I never had good technique, but back then it was more about getting away from your friends when playing “Sharks” or being able to show off doing handstands right?

Not sure when I stopped swimming for fun and instead started doing laps…not that laps are not fun but you know what I mean.

At some point, I started doing breaststroke and swimming became about weight loss and fitness.

In 2005 I signed up for the London Triathlon and realised that my breaststroke would not be sufficient for swimming in the docks…so I did 6 adult swimming lessons to improve my front crawl. I saw great improvement. But come race day, I didn’t actually do much front crawl as I was a bit panicked by how cole the water was and how many people were swimming around me.

I fast resorted back to breaststroke and backstroke and the occasional front crawl length just to check I could still do it. Then the London Aquatics Centre popped up across the road from me (like literally across the road from me) and all of a sudden I found myself in a 50 meter pool and front crawl was not an option…it was just too far to swim and I looked like a donut not being able to do it properly.

I swam a bit when my daughter was first born…but then I kind of gave up and stopped going, unless we went together and then it is more about making sure my overly confident in the water 5 year old doesn’t drown.
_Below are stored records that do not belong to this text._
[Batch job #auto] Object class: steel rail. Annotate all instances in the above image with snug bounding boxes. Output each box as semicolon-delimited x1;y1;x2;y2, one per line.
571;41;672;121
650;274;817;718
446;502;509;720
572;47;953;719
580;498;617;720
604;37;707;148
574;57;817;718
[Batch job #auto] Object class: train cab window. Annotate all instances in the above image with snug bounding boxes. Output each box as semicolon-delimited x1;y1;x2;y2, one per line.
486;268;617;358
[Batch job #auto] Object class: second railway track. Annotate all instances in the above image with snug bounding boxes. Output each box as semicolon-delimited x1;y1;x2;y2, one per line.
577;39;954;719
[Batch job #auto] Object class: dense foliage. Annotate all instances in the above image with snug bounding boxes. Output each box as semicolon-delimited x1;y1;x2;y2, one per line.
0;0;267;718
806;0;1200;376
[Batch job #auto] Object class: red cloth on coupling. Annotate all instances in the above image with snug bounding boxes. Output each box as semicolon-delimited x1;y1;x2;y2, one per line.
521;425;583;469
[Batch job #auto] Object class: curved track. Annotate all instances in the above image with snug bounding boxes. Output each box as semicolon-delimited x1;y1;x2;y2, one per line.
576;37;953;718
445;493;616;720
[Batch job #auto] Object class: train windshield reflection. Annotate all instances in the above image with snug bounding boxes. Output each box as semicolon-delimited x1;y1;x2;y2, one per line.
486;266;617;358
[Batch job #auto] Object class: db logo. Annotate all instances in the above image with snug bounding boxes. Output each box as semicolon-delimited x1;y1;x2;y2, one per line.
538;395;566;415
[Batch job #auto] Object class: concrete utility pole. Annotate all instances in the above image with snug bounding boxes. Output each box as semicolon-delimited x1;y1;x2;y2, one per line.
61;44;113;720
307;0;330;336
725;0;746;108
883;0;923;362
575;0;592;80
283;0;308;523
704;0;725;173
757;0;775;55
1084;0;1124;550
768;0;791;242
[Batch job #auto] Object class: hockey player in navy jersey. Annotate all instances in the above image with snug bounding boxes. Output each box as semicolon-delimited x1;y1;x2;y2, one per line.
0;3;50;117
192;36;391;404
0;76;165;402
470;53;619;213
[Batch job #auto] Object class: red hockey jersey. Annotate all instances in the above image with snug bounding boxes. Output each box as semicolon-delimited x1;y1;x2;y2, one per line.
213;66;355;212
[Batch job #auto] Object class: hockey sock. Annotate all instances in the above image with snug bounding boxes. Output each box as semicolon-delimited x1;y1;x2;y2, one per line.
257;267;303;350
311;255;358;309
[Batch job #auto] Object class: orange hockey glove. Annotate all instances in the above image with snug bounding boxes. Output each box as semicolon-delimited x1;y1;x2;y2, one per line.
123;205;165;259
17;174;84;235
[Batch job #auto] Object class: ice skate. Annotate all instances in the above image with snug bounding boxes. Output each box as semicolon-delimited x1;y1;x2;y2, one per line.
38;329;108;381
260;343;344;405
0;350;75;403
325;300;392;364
Anyway….enter Swimathon 2018.

Now I had heard of Swimathon before but had never taken part because I thought you had to be super good. Like be able to swim properly and for ages…I didn’t realise it was suitable for all levels…it 100% is, so when I got the chance to be a local ambassador I was like, yep I can do this and knew it would be a good opportunity to start swimming again more frequently.

IMG_2503So back in January I headed across the road for the launch of Swimathon, with ambassadors from all over the country plus Olympians Duncan Goodhue and Kerri Anne Payne, it was a brilliant afternoon culminating in a lesson from the experts.

There were three things I took away from that lesson which I know will stick with me forever

1. To breathe out of your nose in the water rather than your mouth
2. To look down not forward in the pool meaning your body will be horizontal, not diagonal
3. To reach and use a twist in the body on each stroke

Anyway, armed with this new knowledge I set about my training.

I hit the pool 2-3 times a week for the first few weeks and then it became a little more difficult as I was also training for the marathon and hitting my busiest time in my business, I was still progressing though and able to swim 1000 meters in a session using a range of strokes.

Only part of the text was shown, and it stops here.